Alice has appeared in Anastacia-Reneé’s literary and interdisciplinary work for the past seven years. (Don’t be Absurd) Alice in Parts centers on Alice’s struggles against various forms of gentrification, some of them literal, as in her displacement from her home and neighborhood, and some figurative, such as the colonization of her body by cancer cells and of her mind by the anxiety and terror of navigating white supremacy every day. Presented as an immersive installation that invites visitors to walk through Alice’s home, the exhibition charts the ways in which she strives for wholeness and transcendence against interlocking forms of oppression that relentlessly fracture her sense of self.

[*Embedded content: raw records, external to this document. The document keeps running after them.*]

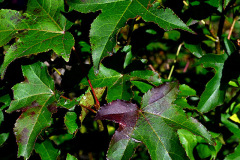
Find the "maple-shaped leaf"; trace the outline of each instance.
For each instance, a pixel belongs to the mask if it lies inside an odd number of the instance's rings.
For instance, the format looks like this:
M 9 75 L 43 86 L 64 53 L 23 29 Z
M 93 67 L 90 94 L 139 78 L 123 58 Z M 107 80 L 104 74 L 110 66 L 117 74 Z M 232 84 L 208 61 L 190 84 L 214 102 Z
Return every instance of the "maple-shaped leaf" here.
M 165 30 L 183 29 L 192 32 L 171 9 L 158 9 L 158 3 L 150 7 L 151 2 L 153 0 L 67 1 L 70 7 L 79 12 L 102 11 L 92 23 L 90 30 L 95 70 L 98 70 L 101 59 L 112 52 L 116 44 L 116 34 L 129 18 L 141 16 L 146 22 L 155 22 Z
M 32 65 L 22 66 L 26 81 L 13 86 L 14 100 L 11 102 L 7 112 L 31 106 L 32 102 L 39 105 L 54 98 L 54 81 L 47 73 L 47 66 L 37 62 Z
M 14 133 L 18 144 L 18 156 L 31 155 L 39 133 L 51 125 L 51 104 L 56 101 L 54 81 L 44 63 L 22 66 L 25 82 L 13 86 L 14 100 L 7 112 L 22 110 Z
M 144 143 L 151 159 L 186 160 L 188 157 L 180 144 L 178 129 L 186 129 L 213 144 L 207 129 L 173 104 L 177 92 L 177 83 L 165 83 L 148 91 L 143 96 L 140 108 L 121 100 L 102 106 L 96 119 L 119 123 L 110 142 L 107 158 L 130 159 L 138 144 Z
M 16 43 L 11 45 L 1 66 L 3 77 L 8 65 L 15 59 L 53 50 L 57 55 L 69 60 L 74 39 L 66 32 L 70 27 L 61 14 L 64 11 L 63 0 L 29 0 L 27 10 L 21 13 L 14 10 L 0 10 L 0 46 L 13 37 Z
M 121 74 L 113 69 L 107 68 L 101 64 L 98 75 L 94 74 L 94 68 L 89 71 L 88 77 L 94 88 L 107 87 L 107 101 L 116 99 L 130 100 L 133 96 L 131 82 L 134 80 L 149 82 L 153 85 L 159 85 L 161 79 L 158 74 L 150 71 L 133 71 L 129 74 Z M 81 85 L 89 85 L 86 78 L 81 81 Z
M 14 127 L 18 144 L 18 157 L 29 158 L 39 133 L 52 123 L 51 112 L 47 106 L 33 103 L 21 114 Z

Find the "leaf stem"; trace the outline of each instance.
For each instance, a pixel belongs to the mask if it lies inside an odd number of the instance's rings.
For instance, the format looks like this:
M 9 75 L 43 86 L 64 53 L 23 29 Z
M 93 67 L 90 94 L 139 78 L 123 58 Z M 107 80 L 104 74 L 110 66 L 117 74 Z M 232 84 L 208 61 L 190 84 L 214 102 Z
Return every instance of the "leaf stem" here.
M 171 76 L 172 76 L 172 73 L 173 73 L 173 70 L 174 70 L 174 68 L 175 68 L 175 64 L 176 64 L 176 62 L 177 62 L 177 58 L 178 58 L 179 52 L 180 52 L 180 50 L 181 50 L 181 48 L 182 48 L 182 45 L 183 45 L 183 43 L 181 43 L 181 44 L 178 46 L 177 53 L 176 53 L 176 57 L 175 57 L 175 59 L 174 59 L 172 68 L 171 68 L 170 73 L 169 73 L 169 75 L 168 75 L 168 80 L 170 80 L 170 78 L 171 78 Z
M 81 63 L 81 60 L 80 60 L 80 58 L 79 58 L 79 56 L 78 56 L 78 54 L 77 54 L 77 51 L 76 51 L 75 47 L 73 47 L 72 49 L 73 49 L 73 51 L 75 52 L 75 54 L 76 54 L 76 56 L 77 56 L 77 58 L 78 58 L 78 61 L 80 62 L 80 64 L 82 64 L 82 63 Z M 81 67 L 81 69 L 82 69 L 83 73 L 86 73 L 84 67 Z M 94 88 L 93 88 L 93 86 L 92 86 L 92 83 L 91 83 L 91 81 L 90 81 L 87 73 L 86 73 L 86 78 L 87 78 L 88 84 L 89 84 L 89 86 L 90 86 L 90 88 L 91 88 L 91 90 L 92 90 L 92 94 L 93 94 L 93 97 L 94 97 L 95 102 L 96 102 L 96 105 L 94 105 L 94 107 L 95 107 L 96 110 L 99 110 L 99 109 L 100 109 L 100 103 L 99 103 L 99 100 L 98 100 L 98 98 L 97 98 L 97 96 L 96 96 L 96 93 L 95 93 L 95 91 L 94 91 Z

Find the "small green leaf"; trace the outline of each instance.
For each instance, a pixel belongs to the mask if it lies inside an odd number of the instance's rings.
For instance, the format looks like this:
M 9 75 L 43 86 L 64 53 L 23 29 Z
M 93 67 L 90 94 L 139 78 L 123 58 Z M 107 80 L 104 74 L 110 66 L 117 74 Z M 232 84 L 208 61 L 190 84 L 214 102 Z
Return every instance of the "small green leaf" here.
M 54 81 L 48 75 L 44 63 L 22 66 L 22 71 L 26 81 L 13 86 L 14 100 L 7 112 L 30 106 L 34 101 L 46 105 L 46 102 L 54 98 Z
M 39 133 L 51 125 L 51 112 L 46 106 L 33 103 L 15 123 L 14 133 L 18 144 L 18 157 L 29 158 Z
M 64 117 L 64 123 L 68 128 L 69 133 L 73 134 L 78 129 L 77 114 L 75 112 L 67 112 Z
M 142 93 L 146 93 L 148 90 L 152 89 L 153 86 L 141 81 L 131 81 Z
M 0 134 L 0 147 L 3 145 L 4 142 L 8 139 L 9 133 L 2 133 Z
M 4 105 L 1 106 L 1 109 L 7 108 L 10 105 L 11 101 L 12 100 L 8 94 L 0 97 L 0 102 L 4 103 Z
M 185 42 L 184 46 L 197 58 L 201 58 L 203 56 L 200 44 L 188 44 Z
M 59 156 L 58 149 L 54 148 L 50 140 L 42 143 L 36 143 L 35 151 L 40 155 L 42 160 L 56 160 Z
M 226 158 L 224 160 L 238 160 L 238 159 L 240 159 L 240 145 L 238 145 L 235 148 L 234 153 L 226 156 Z
M 102 58 L 109 56 L 112 52 L 116 45 L 117 32 L 130 18 L 141 16 L 146 22 L 155 22 L 165 30 L 183 29 L 193 32 L 171 9 L 158 9 L 157 2 L 149 9 L 149 1 L 146 0 L 102 0 L 101 2 L 68 0 L 67 3 L 73 9 L 83 13 L 102 10 L 92 23 L 90 30 L 94 70 L 98 70 Z

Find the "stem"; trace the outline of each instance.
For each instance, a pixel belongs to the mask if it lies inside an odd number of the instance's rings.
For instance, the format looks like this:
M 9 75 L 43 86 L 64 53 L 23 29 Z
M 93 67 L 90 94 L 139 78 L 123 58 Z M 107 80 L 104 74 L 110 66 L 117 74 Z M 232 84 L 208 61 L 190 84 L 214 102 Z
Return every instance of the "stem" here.
M 172 76 L 173 70 L 174 70 L 174 68 L 175 68 L 175 64 L 176 64 L 176 62 L 177 62 L 177 57 L 178 57 L 178 55 L 179 55 L 179 52 L 180 52 L 180 50 L 181 50 L 182 45 L 183 45 L 183 43 L 181 43 L 181 44 L 178 46 L 178 50 L 177 50 L 177 53 L 176 53 L 176 57 L 175 57 L 175 59 L 174 59 L 172 68 L 171 68 L 170 73 L 169 73 L 169 75 L 168 75 L 168 80 L 170 80 L 170 78 L 171 78 L 171 76 Z
M 240 90 L 235 94 L 235 96 L 222 108 L 221 113 L 225 113 L 227 109 L 231 106 L 231 104 L 237 100 L 238 96 L 240 96 Z
M 238 16 L 236 16 L 236 17 L 233 19 L 233 23 L 232 23 L 231 28 L 230 28 L 229 33 L 228 33 L 228 39 L 231 38 L 232 31 L 233 31 L 233 28 L 234 28 L 234 25 L 235 25 L 237 19 L 238 19 Z
M 82 64 L 82 63 L 81 63 L 81 60 L 80 60 L 80 58 L 79 58 L 79 56 L 78 56 L 78 54 L 77 54 L 77 52 L 76 52 L 75 47 L 73 47 L 72 49 L 73 49 L 73 51 L 75 52 L 75 54 L 76 54 L 76 56 L 77 56 L 80 64 Z M 86 73 L 84 67 L 81 67 L 81 69 L 82 69 L 83 73 Z M 91 81 L 90 81 L 87 73 L 86 73 L 86 78 L 87 78 L 88 84 L 89 84 L 89 86 L 90 86 L 90 88 L 91 88 L 91 90 L 92 90 L 92 94 L 93 94 L 93 97 L 94 97 L 95 102 L 96 102 L 96 105 L 94 105 L 94 107 L 95 107 L 96 110 L 99 110 L 99 108 L 100 108 L 100 103 L 99 103 L 99 101 L 98 101 L 98 98 L 97 98 L 97 96 L 96 96 L 96 93 L 95 93 L 95 91 L 94 91 L 94 89 L 93 89 L 92 83 L 91 83 Z

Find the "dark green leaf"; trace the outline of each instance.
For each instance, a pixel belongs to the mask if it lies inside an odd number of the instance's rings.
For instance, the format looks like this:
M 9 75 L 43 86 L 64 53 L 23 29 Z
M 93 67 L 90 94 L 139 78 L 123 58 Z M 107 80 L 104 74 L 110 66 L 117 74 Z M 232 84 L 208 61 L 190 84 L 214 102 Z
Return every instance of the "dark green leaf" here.
M 172 104 L 177 92 L 176 83 L 166 83 L 143 96 L 140 110 L 135 104 L 119 100 L 101 107 L 97 119 L 119 123 L 109 146 L 108 159 L 131 158 L 140 142 L 146 145 L 152 159 L 188 159 L 176 133 L 180 128 L 213 144 L 203 125 Z
M 193 149 L 197 145 L 197 138 L 194 134 L 189 132 L 188 130 L 179 129 L 178 135 L 180 142 L 182 143 L 183 147 L 185 148 L 185 151 L 188 155 L 188 157 L 191 160 L 194 160 L 193 156 Z
M 141 16 L 143 20 L 155 22 L 165 30 L 183 29 L 192 32 L 171 9 L 158 9 L 158 3 L 154 3 L 153 7 L 148 9 L 149 1 L 146 0 L 102 0 L 101 2 L 68 0 L 68 4 L 83 13 L 102 10 L 90 30 L 95 70 L 98 70 L 101 59 L 112 52 L 116 44 L 116 33 L 124 27 L 129 18 Z
M 219 106 L 224 101 L 225 91 L 220 88 L 224 62 L 228 56 L 226 54 L 213 55 L 208 54 L 200 59 L 204 67 L 211 67 L 215 70 L 214 77 L 207 83 L 205 91 L 200 97 L 198 109 L 201 112 L 208 112 Z
M 26 81 L 13 86 L 14 100 L 7 112 L 30 106 L 34 101 L 39 105 L 47 105 L 46 102 L 54 98 L 54 81 L 44 63 L 22 66 L 22 71 Z
M 9 133 L 2 133 L 0 134 L 0 147 L 3 145 L 4 142 L 8 139 Z
M 56 160 L 59 156 L 58 149 L 54 148 L 50 140 L 42 143 L 36 143 L 35 151 L 40 155 L 42 160 Z
M 10 105 L 11 98 L 8 94 L 6 94 L 6 95 L 0 97 L 0 102 L 4 103 L 4 105 L 1 106 L 1 109 L 5 109 Z
M 18 118 L 14 133 L 18 143 L 18 157 L 29 158 L 39 133 L 51 125 L 51 112 L 46 106 L 33 103 L 27 111 Z
M 240 145 L 238 145 L 234 153 L 228 155 L 224 160 L 238 160 L 240 158 Z
M 1 76 L 8 65 L 15 59 L 46 52 L 52 49 L 57 55 L 69 60 L 71 48 L 74 45 L 73 36 L 66 32 L 66 18 L 63 0 L 29 0 L 27 11 L 0 11 L 0 35 L 3 37 L 0 45 L 6 44 L 13 37 L 18 37 L 7 51 L 1 66 Z
M 77 114 L 75 112 L 67 112 L 64 117 L 64 123 L 68 128 L 69 133 L 73 134 L 78 129 Z
M 203 56 L 200 44 L 188 44 L 185 42 L 184 46 L 197 58 L 201 58 Z
M 66 160 L 77 160 L 77 158 L 68 153 Z

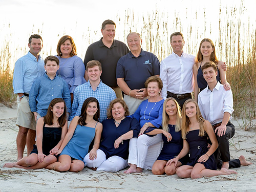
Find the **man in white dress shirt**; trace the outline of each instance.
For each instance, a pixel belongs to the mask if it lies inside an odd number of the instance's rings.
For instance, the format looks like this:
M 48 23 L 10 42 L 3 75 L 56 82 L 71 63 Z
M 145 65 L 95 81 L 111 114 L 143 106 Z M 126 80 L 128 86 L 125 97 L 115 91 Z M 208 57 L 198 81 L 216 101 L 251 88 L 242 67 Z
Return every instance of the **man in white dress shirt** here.
M 230 160 L 228 140 L 235 132 L 234 126 L 229 121 L 234 111 L 232 91 L 225 91 L 223 86 L 217 81 L 218 71 L 215 63 L 206 62 L 201 68 L 208 87 L 199 93 L 198 105 L 203 117 L 212 125 L 219 142 L 219 148 L 215 153 L 217 167 L 228 169 L 251 164 L 243 156 Z
M 170 37 L 173 51 L 161 62 L 160 77 L 163 81 L 162 97 L 174 97 L 182 108 L 184 102 L 191 98 L 194 91 L 193 65 L 195 56 L 184 52 L 183 35 L 179 32 Z

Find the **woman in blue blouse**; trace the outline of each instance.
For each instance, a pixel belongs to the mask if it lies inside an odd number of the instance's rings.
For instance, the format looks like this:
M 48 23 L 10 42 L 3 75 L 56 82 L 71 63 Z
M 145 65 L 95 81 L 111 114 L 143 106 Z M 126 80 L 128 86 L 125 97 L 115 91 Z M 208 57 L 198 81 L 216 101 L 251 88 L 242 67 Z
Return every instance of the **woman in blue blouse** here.
M 158 156 L 162 146 L 162 134 L 147 135 L 154 129 L 161 128 L 163 103 L 164 100 L 160 95 L 163 88 L 163 82 L 160 77 L 154 76 L 148 77 L 145 82 L 148 99 L 140 104 L 133 115 L 140 122 L 141 129 L 139 137 L 133 138 L 130 141 L 130 153 L 128 163 L 130 167 L 124 172 L 125 173 L 142 172 L 144 168 L 148 148 L 155 145 L 154 154 L 151 157 L 152 160 L 147 168 L 151 168 L 154 162 Z
M 59 60 L 59 69 L 57 75 L 68 83 L 73 102 L 73 93 L 76 87 L 86 82 L 86 69 L 82 59 L 76 56 L 76 47 L 72 37 L 65 35 L 59 39 L 57 46 L 57 57 Z
M 119 98 L 112 101 L 108 110 L 108 119 L 102 122 L 101 141 L 97 157 L 87 154 L 83 161 L 94 170 L 118 172 L 126 167 L 129 140 L 137 137 L 139 122 L 129 115 L 125 102 Z

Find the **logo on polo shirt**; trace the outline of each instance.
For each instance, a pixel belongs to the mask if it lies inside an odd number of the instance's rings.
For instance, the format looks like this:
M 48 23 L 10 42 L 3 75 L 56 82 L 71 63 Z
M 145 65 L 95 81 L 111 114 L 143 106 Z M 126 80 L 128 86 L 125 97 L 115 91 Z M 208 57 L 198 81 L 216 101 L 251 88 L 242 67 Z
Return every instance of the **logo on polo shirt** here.
M 150 60 L 146 60 L 146 61 L 145 61 L 145 62 L 143 63 L 144 65 L 151 65 L 151 63 L 150 62 Z

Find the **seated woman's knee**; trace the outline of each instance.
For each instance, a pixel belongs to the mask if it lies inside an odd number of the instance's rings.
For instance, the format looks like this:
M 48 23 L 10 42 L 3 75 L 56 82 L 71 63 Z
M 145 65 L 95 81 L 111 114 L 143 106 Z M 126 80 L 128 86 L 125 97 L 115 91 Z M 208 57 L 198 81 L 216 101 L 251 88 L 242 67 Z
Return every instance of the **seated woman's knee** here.
M 156 166 L 154 166 L 152 167 L 152 173 L 154 175 L 162 175 L 161 170 L 159 168 L 159 167 L 156 167 Z
M 57 161 L 57 158 L 53 155 L 50 155 L 45 158 L 44 162 L 50 164 Z
M 35 165 L 38 162 L 36 158 L 31 158 L 29 157 L 25 160 L 25 163 L 28 166 L 32 166 Z
M 182 167 L 179 167 L 176 170 L 176 174 L 181 178 L 185 178 L 186 177 L 184 173 L 185 170 Z
M 166 166 L 164 169 L 164 172 L 167 175 L 173 175 L 176 174 L 176 168 L 175 167 L 169 166 L 168 167 Z
M 71 165 L 69 163 L 61 163 L 58 166 L 58 170 L 60 172 L 67 172 L 70 169 Z
M 198 172 L 193 171 L 191 172 L 190 174 L 191 179 L 197 179 L 200 178 L 201 177 L 200 173 Z

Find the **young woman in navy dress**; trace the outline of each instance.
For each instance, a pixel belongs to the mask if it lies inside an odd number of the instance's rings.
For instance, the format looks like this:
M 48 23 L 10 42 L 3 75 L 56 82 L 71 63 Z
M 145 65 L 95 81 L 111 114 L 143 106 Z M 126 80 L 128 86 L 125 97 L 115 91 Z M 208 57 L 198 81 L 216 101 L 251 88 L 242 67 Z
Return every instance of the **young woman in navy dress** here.
M 181 134 L 183 138 L 183 148 L 175 158 L 169 160 L 176 166 L 179 159 L 190 150 L 187 164 L 179 167 L 178 176 L 182 178 L 192 179 L 212 177 L 221 175 L 237 174 L 233 170 L 222 168 L 216 170 L 217 165 L 213 153 L 218 146 L 218 141 L 210 122 L 202 117 L 197 103 L 193 99 L 186 100 L 182 110 Z M 207 138 L 212 143 L 207 147 Z
M 162 133 L 164 143 L 163 148 L 152 167 L 153 174 L 174 175 L 178 167 L 187 163 L 188 155 L 179 160 L 176 166 L 174 162 L 167 163 L 169 160 L 179 155 L 183 146 L 181 121 L 180 105 L 174 98 L 167 98 L 163 103 L 163 129 L 155 129 L 148 133 L 149 135 Z
M 47 114 L 36 123 L 36 145 L 28 157 L 15 163 L 6 163 L 4 167 L 35 169 L 44 168 L 57 160 L 58 150 L 68 131 L 65 101 L 53 99 Z
M 80 116 L 75 116 L 70 123 L 68 133 L 57 154 L 59 161 L 46 168 L 59 172 L 78 172 L 85 165 L 83 158 L 88 153 L 89 146 L 94 138 L 93 148 L 90 152 L 92 159 L 97 158 L 102 125 L 98 122 L 99 104 L 94 97 L 86 99 Z

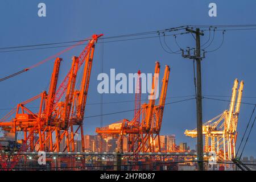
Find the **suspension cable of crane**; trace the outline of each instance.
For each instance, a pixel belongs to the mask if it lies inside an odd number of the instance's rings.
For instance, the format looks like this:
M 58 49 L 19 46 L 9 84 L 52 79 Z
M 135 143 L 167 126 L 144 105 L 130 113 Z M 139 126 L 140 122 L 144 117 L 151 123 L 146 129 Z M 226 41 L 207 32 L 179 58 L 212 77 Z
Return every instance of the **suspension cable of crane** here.
M 185 102 L 185 101 L 188 101 L 195 100 L 195 98 L 193 97 L 193 98 L 188 98 L 188 99 L 185 99 L 185 100 L 180 100 L 180 101 L 177 101 L 171 102 L 168 102 L 168 103 L 166 103 L 164 104 L 164 105 L 172 104 L 175 104 L 175 103 L 179 103 L 179 102 Z M 117 112 L 113 112 L 113 113 L 106 113 L 106 114 L 104 114 L 89 115 L 89 116 L 88 116 L 88 117 L 84 117 L 84 118 L 94 118 L 94 117 L 101 117 L 101 116 L 102 116 L 102 115 L 113 115 L 113 114 L 120 114 L 120 113 L 134 111 L 135 110 L 135 109 L 117 111 Z
M 0 82 L 5 81 L 5 80 L 7 80 L 7 79 L 9 79 L 9 78 L 11 78 L 11 77 L 13 77 L 14 76 L 17 76 L 18 75 L 20 75 L 20 74 L 22 73 L 27 72 L 27 71 L 29 71 L 29 70 L 30 70 L 31 69 L 33 69 L 33 68 L 34 68 L 35 67 L 37 67 L 40 65 L 41 64 L 44 64 L 44 63 L 47 62 L 47 61 L 52 60 L 52 59 L 56 58 L 56 57 L 59 56 L 60 55 L 63 54 L 64 53 L 71 50 L 72 49 L 73 49 L 75 47 L 83 44 L 84 42 L 85 42 L 86 41 L 88 41 L 89 40 L 90 40 L 90 39 L 85 39 L 85 40 L 84 40 L 82 41 L 79 42 L 76 44 L 72 45 L 71 46 L 69 46 L 68 48 L 65 48 L 65 49 L 62 50 L 61 51 L 59 52 L 58 53 L 56 53 L 56 54 L 55 54 L 55 55 L 53 55 L 52 56 L 49 56 L 49 57 L 47 57 L 47 58 L 46 58 L 46 59 L 44 59 L 44 60 L 38 62 L 38 63 L 36 63 L 36 64 L 35 64 L 34 65 L 32 65 L 32 66 L 31 66 L 31 67 L 30 67 L 28 68 L 26 68 L 23 69 L 22 69 L 22 70 L 21 70 L 20 71 L 18 71 L 18 72 L 16 72 L 15 73 L 10 75 L 9 75 L 9 76 L 6 76 L 5 77 L 1 78 L 0 79 Z

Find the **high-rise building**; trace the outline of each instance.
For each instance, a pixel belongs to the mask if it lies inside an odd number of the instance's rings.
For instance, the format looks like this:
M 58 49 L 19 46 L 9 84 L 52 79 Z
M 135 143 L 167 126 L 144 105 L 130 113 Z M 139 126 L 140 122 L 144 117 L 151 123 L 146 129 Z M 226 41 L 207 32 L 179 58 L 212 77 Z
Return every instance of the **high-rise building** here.
M 188 150 L 187 147 L 187 143 L 180 143 L 180 151 L 185 151 Z
M 175 146 L 175 135 L 166 136 L 166 150 L 168 151 L 174 151 Z
M 160 146 L 162 151 L 166 151 L 166 136 L 160 135 Z M 157 142 L 158 143 L 158 142 Z M 157 143 L 158 144 L 158 143 Z M 158 146 L 158 145 L 157 145 Z
M 84 138 L 85 150 L 90 152 L 97 152 L 95 135 L 86 135 Z

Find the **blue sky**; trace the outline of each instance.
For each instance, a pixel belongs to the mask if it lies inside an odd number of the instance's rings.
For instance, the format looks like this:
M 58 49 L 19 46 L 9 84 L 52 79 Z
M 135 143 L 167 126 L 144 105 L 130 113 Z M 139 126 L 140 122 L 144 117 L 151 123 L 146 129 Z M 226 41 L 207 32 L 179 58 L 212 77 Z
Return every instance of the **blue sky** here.
M 0 6 L 0 47 L 18 46 L 38 43 L 80 40 L 93 34 L 106 36 L 149 31 L 187 24 L 255 24 L 255 1 L 214 1 L 217 5 L 217 16 L 208 16 L 208 5 L 212 1 L 5 1 Z M 47 17 L 38 16 L 38 5 L 44 2 Z M 228 31 L 223 46 L 217 51 L 209 53 L 202 61 L 203 93 L 205 95 L 230 96 L 234 80 L 244 80 L 243 96 L 256 97 L 255 57 L 255 31 Z M 208 34 L 201 38 L 207 40 Z M 177 48 L 174 39 L 168 38 L 168 44 Z M 178 37 L 183 47 L 191 46 L 190 35 Z M 222 40 L 221 32 L 216 34 L 209 49 L 217 47 Z M 88 102 L 100 102 L 97 91 L 97 76 L 101 70 L 102 44 L 96 46 L 90 78 Z M 110 68 L 117 73 L 135 73 L 140 69 L 145 73 L 154 72 L 155 62 L 161 65 L 160 77 L 164 65 L 171 67 L 167 97 L 193 95 L 195 93 L 192 62 L 180 55 L 165 52 L 158 38 L 105 43 L 104 46 L 104 72 Z M 23 52 L 0 53 L 0 77 L 28 67 L 61 50 L 54 48 Z M 60 78 L 69 68 L 71 57 L 79 55 L 82 47 L 63 55 Z M 28 72 L 1 83 L 2 109 L 13 107 L 39 94 L 49 82 L 53 60 Z M 142 96 L 144 98 L 146 96 Z M 108 94 L 104 102 L 133 100 L 134 94 Z M 180 98 L 168 99 L 172 102 Z M 256 99 L 243 98 L 243 102 L 256 103 Z M 203 120 L 208 121 L 227 109 L 228 103 L 204 100 Z M 179 143 L 188 142 L 194 148 L 196 140 L 184 135 L 186 129 L 196 127 L 195 100 L 167 105 L 164 113 L 162 134 L 175 134 Z M 245 129 L 253 106 L 242 105 L 237 130 L 238 143 Z M 104 113 L 133 109 L 134 103 L 126 102 L 104 105 Z M 100 105 L 87 105 L 85 117 L 100 114 Z M 0 111 L 2 117 L 8 110 Z M 104 117 L 104 125 L 124 118 L 131 119 L 133 112 Z M 84 121 L 86 134 L 94 133 L 100 126 L 100 118 Z M 255 129 L 246 148 L 246 155 L 256 156 Z

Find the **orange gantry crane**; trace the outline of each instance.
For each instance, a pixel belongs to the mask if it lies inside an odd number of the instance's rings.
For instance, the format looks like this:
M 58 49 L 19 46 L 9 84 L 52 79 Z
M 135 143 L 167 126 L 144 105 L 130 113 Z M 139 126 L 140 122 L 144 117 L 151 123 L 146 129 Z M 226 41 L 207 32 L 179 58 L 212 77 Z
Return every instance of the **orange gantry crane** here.
M 79 56 L 73 57 L 70 71 L 57 89 L 62 60 L 59 57 L 55 61 L 48 93 L 44 91 L 18 104 L 0 120 L 0 127 L 8 134 L 13 134 L 16 138 L 17 132 L 23 133 L 23 151 L 74 152 L 75 136 L 79 130 L 84 151 L 84 115 L 95 44 L 102 35 L 93 35 Z M 84 64 L 82 78 L 79 83 L 77 75 Z M 75 90 L 75 86 L 79 85 L 79 89 Z M 30 110 L 29 105 L 36 101 L 39 103 L 39 109 L 34 112 Z M 65 143 L 63 151 L 60 151 L 61 143 Z
M 158 105 L 155 104 L 160 72 L 160 64 L 156 62 L 152 78 L 152 91 L 149 96 L 148 103 L 143 104 L 140 107 L 135 104 L 135 111 L 138 109 L 139 111 L 136 111 L 131 121 L 123 119 L 107 127 L 96 128 L 96 133 L 104 137 L 112 136 L 119 138 L 120 152 L 123 151 L 123 136 L 128 136 L 128 152 L 136 154 L 138 152 L 160 151 L 159 134 L 166 98 L 170 71 L 169 66 L 166 65 L 162 80 Z M 139 80 L 139 78 L 138 80 Z M 137 85 L 139 85 L 139 84 L 137 84 Z M 137 101 L 137 99 L 135 99 L 135 102 Z M 156 142 L 155 142 L 156 140 Z
M 240 82 L 238 89 L 238 80 L 236 79 L 229 110 L 225 110 L 203 125 L 203 134 L 205 136 L 205 152 L 215 152 L 217 159 L 219 160 L 230 160 L 236 156 L 237 127 L 243 81 Z M 187 136 L 195 138 L 197 136 L 197 129 L 186 130 L 184 134 Z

Alice’s home is a place of both solace and nightmares, comic relief and deep frustration. Inside, she has built a spiritual sanctuary dedicated to "The Lorde"—a reference to Black lesbian feminist writer, mother, warrior, poet, and activist Audre Lorde (1934–1992)—as a source of strength and inspiration. Alice’s lived experience opens a window into the world of an individual attempting to stay one step ahead of the forces that seek to erase her essence and existence. As she writes, “in what life is a black woman allowed to be her own spin & her own chair? in what life is she allowed to sit as long as she likes & still be moving forward without being a moving target?”
Exhibition Dates: January 30 - April 25, 2021.